The Adventist faith endorses healthy living tenets which discourage smoking, alcohol consumption or foods deemed unclean in the Bible, such as pork. (Because many Adventists are vegetarians, most of the city’s dining spots offer vegetarian options.) Consuming a diet rich in fruits, vegetables, seeds and whole grains and especially legumes and nuts, Adventists remain fit with modest but regular physical activity. A powerful contribution to their longevity rests with the observance of a 24-hour sabbath, a weekly “sanctuary in time” to downshift, be with family, get out in nature and rejuvenate apart from daily stressors.
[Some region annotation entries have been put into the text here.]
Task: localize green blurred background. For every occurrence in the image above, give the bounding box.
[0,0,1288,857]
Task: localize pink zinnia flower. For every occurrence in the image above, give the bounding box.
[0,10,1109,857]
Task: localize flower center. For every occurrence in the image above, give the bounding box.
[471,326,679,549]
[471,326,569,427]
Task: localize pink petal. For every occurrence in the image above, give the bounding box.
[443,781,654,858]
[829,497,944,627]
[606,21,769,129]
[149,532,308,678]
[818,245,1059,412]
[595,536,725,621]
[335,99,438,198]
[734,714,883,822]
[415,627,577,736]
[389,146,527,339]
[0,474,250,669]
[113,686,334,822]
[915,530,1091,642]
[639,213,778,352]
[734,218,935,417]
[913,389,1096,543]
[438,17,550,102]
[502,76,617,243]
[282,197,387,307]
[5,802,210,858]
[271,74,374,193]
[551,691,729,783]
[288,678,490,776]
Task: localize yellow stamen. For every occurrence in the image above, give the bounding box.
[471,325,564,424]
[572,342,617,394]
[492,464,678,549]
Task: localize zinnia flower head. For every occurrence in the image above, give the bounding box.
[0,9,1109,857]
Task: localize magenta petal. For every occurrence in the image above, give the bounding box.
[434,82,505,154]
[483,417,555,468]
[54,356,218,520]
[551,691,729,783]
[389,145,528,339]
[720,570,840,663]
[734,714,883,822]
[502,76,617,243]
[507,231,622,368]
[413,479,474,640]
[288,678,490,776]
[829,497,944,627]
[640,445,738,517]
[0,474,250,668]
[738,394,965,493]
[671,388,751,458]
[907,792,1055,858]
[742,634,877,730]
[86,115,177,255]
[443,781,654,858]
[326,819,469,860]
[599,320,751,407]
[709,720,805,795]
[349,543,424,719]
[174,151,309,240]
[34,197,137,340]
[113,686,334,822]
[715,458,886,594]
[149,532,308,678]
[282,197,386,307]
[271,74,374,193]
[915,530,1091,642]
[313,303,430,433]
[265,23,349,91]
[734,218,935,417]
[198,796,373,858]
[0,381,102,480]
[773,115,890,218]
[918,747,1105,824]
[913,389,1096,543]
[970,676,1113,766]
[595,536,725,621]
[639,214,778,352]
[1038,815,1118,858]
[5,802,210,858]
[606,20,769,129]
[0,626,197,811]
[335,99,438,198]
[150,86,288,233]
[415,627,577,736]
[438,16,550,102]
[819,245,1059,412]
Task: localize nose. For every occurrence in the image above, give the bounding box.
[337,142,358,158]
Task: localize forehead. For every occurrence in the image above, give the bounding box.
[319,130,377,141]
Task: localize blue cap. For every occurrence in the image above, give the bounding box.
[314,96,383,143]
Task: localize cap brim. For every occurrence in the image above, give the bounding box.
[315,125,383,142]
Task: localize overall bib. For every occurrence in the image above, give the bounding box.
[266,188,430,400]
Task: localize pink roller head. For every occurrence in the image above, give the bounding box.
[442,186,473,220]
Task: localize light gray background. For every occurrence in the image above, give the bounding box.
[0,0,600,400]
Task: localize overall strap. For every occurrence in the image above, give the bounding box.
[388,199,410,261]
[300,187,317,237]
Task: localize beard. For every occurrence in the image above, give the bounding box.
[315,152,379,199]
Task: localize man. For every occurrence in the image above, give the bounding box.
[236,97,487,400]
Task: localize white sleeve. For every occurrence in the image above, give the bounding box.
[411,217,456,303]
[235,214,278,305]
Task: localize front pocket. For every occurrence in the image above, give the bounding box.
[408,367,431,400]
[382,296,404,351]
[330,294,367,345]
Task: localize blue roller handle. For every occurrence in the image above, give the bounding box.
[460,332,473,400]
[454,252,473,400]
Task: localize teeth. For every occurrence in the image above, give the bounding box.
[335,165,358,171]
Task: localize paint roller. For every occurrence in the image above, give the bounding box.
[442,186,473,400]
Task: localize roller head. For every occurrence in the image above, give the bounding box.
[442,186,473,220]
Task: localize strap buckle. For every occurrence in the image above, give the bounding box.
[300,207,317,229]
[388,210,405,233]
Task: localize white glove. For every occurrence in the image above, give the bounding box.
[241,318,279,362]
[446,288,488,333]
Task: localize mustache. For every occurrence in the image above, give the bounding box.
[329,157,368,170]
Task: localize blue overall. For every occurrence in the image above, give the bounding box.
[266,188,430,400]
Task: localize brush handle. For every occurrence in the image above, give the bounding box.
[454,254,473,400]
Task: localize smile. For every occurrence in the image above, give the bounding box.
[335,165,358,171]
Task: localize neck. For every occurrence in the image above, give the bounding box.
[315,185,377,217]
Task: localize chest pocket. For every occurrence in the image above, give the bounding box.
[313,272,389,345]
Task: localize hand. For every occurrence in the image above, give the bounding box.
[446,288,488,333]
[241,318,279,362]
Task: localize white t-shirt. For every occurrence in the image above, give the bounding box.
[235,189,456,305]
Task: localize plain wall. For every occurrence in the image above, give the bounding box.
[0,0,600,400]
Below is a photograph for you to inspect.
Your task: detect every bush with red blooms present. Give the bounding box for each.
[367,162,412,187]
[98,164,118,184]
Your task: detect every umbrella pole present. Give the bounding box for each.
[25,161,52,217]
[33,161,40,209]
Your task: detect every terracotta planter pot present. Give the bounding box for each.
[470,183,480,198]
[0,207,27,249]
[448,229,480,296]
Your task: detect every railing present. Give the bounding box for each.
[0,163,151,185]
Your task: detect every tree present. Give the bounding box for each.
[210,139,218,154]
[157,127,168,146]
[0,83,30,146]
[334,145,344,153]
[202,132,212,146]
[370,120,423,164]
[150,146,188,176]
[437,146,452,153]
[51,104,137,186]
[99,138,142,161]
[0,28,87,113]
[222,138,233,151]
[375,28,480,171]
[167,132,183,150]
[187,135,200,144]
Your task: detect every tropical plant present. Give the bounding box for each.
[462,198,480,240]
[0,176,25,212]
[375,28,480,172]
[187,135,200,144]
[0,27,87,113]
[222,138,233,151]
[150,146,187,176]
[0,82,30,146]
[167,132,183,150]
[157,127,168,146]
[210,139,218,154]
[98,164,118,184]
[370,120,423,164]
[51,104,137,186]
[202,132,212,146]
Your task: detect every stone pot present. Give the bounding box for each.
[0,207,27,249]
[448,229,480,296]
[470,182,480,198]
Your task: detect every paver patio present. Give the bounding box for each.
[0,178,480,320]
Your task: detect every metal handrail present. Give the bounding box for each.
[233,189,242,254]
Make a pilgrimage to the Loma Linda Market, where all the elements of the Adventist diet stand ready for the picking: dozens and dozens of oversized bins of legumes, nuts and grains as well as fresh, locally grown fruits and vegetables and an entire wall of gluten- free delights. Or head to Clark’s Nutrition Natural Foods Market, also offering a wide selection of whole and organic foods, organic produce and prepared foods. Pack up your organic goodies and head out on a nature walk in one of Loma Linda’s many parks to enjoy a picnic in the fresh air. Hulda Crooks Park features great hiking, biking and running trails and beautiful views.